Sidney bites her lip and doesn’t smile, but her face looks even now. Not interested, but not disgusted. “Yeah. No. I mean, you’re right. It looks really good.” She bites her lip again. “I’ll go.”
She starts running again without a word, and I follow a step behind, then pull up alongside her. I feel like we’re running in a weird bubble of awkward tension, and I have to pop it before we both suffocate in here. “You know what the perfect movie snack is?” I say, my voice teasing.
“Popcorn?” Her voice drips with sarcasm.
“I mean, popcorn is great, but…”
“Gummy bears.”
“Yuck.”
“What?” She sounds personally offended. “No, gummies are the best, come on.”
“Try again.”
She laughs. “I’m not making you pancakes.”
I let out a huff. “Oh, come on.”
“Nope.” Sidney shakes her head as we make a U-turn at the end of the dirt path.
“You’re all strung out on the ’cakes, Marin.
” She’s right.
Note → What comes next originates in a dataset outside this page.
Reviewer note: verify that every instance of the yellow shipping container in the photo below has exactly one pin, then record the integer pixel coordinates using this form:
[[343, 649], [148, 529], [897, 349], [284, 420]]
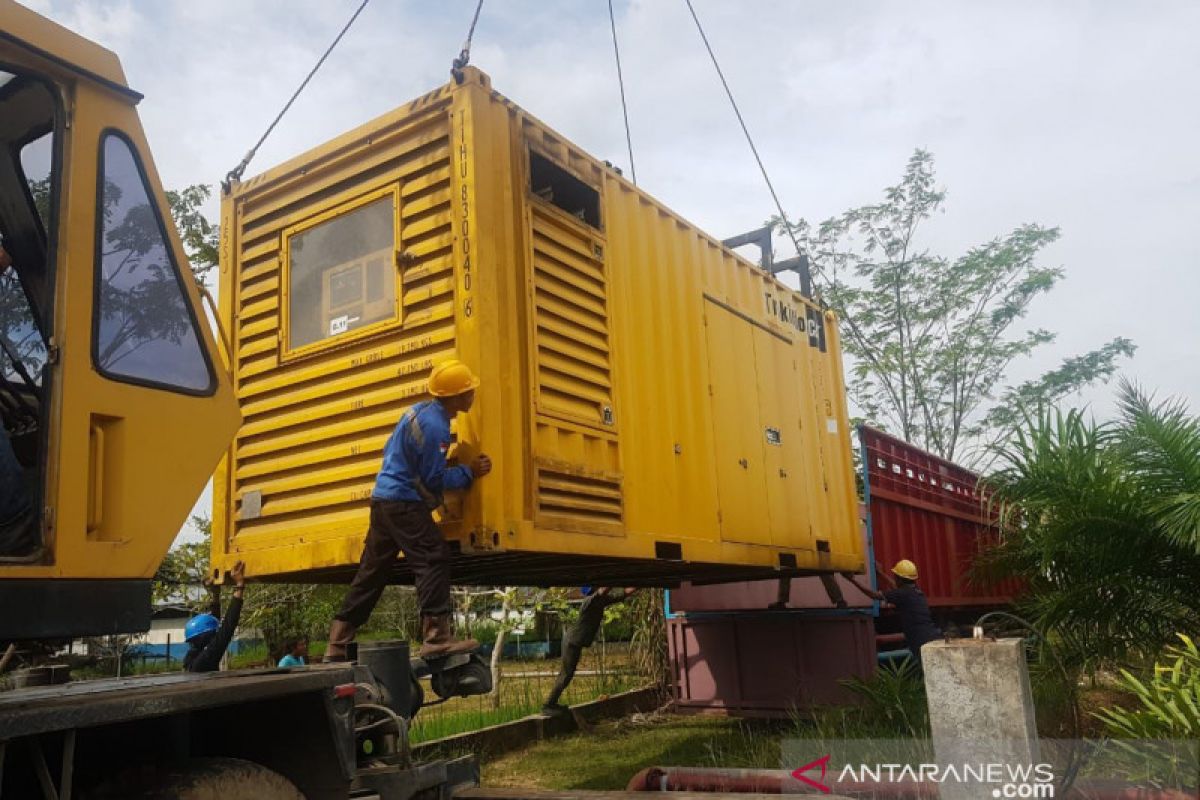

I’ve managed to talk her into making them twice this week.
The first time by mentioning them to my dad, who asked her, and the second time by agreeing to do two of our dinner dish shifts solo.
The only thing Sidney wants to be less than my personal chef is the post-dinner dishwasher.
“Puh-leasssse?” I clap my hands together as if I’m praying to the goddess that is Sidney, Queen of the Pancakes.
“We’re not taking pancakes to a movie.” She’s shaking her head at me like I’m an idiot, but she’s smiling. And the nervous energy is long gone. “I’ll make us chocolate-chip muffins.”
“Yes!” I throw my fist up into the air. “Deal!”
“But you’re buying my ticket,” she says.
“For muffins? Obviously.”
“I need to save my money for mashed potatoes.” She laughs and rolls her eyes—at herself, which is a nice change from them being directed at me. “As one does.”
I laugh. “As one does.”
We don’t talk the rest of the way home, but it’s a different kind of silence from what has become our normal the last few years. Let’s hope spending four hours in a car together doesn’t ruin it.